Stuart McCluskey

Personal information
- Full name: Stuart Campbell McCluskey
- Date of birth: 29 October 1977 (age 47)
- Place of birth: Bellshill, Scotland
- Position(s): Defender

Youth career
- St Johnstone

Senior career*
- Years: Team / Apps / (Gls)
- 1994–2003: St Johnstone / 102 / (3)
- 2003–2004: Falkirk / 1 / (0)
- 2004: Clyde / 17 / (1)
- 2004–2005: Greenock Morton / 22 / (1)
- 2005: Airdrie United / 1 / (0)
- 2005–2006: Dundee / 14 / (0)
- 2007–20??: Richmond SC

International career
- Scotland U19
- 1996–1998: Scotland U21 / 14 / (1)

= Stuart McCluskey =

Scottish footballer

Stuart Campbell McCluskey (born 29 October 1977) is a Scottish former professional footballer. He represented his country, occasionally as captain, at under-19 and under-21 levels.

==Career==
McCluskey began his career at St Johnstone, with whom he progressed through the youth ranks alongside Danny Griffin and under Paul Sturrock. The defender spent a decade at McDiarmid Park, notching up over a century of league appearances along the way.

In 2004, he joined Clyde, then under the guidance of McCluskey's former teammate in Perth, Alan Kernaghan, until the end of the season.

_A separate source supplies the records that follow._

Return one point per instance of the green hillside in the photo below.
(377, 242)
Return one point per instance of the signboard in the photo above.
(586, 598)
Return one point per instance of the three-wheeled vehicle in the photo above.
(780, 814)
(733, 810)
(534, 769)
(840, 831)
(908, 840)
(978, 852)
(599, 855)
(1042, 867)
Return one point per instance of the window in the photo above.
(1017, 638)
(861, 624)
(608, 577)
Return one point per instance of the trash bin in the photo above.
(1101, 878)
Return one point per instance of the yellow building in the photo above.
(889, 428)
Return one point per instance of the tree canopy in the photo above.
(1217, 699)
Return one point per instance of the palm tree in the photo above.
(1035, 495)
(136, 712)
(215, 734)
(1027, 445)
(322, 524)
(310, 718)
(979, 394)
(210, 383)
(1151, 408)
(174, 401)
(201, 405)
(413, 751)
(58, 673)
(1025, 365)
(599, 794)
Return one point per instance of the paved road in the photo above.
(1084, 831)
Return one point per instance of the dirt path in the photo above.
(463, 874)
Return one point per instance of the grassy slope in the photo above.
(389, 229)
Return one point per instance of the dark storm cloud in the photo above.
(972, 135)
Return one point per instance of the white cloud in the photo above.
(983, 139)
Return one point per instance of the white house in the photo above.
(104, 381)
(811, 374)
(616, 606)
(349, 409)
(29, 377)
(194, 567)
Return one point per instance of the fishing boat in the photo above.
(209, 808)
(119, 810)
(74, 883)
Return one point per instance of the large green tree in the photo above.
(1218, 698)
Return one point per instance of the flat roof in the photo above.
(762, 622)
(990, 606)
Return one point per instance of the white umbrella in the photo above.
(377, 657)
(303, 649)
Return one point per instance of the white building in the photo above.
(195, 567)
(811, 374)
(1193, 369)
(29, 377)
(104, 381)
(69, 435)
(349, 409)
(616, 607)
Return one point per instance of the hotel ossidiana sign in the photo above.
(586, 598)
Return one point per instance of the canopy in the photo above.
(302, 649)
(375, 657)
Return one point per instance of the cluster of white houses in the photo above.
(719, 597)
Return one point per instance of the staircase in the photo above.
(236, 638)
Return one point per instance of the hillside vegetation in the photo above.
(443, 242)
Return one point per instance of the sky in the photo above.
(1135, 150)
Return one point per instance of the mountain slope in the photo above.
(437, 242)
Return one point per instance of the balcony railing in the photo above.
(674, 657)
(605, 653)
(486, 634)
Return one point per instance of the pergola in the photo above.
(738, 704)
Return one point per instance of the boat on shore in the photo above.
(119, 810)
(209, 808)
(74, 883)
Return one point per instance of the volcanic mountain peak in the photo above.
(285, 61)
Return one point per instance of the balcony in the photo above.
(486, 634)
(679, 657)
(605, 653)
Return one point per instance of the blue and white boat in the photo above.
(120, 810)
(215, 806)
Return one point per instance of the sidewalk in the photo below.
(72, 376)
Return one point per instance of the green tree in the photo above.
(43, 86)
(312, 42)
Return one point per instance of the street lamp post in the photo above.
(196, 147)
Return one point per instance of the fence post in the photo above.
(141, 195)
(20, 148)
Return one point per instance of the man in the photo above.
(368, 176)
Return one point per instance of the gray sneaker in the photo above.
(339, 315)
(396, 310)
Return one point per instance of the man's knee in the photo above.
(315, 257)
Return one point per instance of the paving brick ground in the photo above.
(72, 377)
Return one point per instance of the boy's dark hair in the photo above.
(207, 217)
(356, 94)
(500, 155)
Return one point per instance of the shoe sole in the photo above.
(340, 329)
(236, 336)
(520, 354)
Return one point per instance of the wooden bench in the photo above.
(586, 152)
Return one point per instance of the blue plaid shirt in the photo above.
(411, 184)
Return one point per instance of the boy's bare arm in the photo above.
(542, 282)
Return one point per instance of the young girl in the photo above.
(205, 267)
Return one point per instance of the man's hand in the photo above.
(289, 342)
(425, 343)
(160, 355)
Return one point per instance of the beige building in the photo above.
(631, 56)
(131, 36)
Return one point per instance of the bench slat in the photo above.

For the 2004–05 season he joined Greenock Morton, with whom he played one season, before moving back to Tayside to sign with St Johnstone's rivals Dundee, again linking up with Kernaghan, who was the new boss at Dens Park.

In April 2006, McCluskey was one of several players released by Dundee. He was reported to be looking to try his hand in Australia, and in May 2007 joined Melbourne-based Richmond SC, becoming club captain. During the 2008 season he also took up coaching and along with Tony Gignalito coached the Under 16 Richmond junior boys team.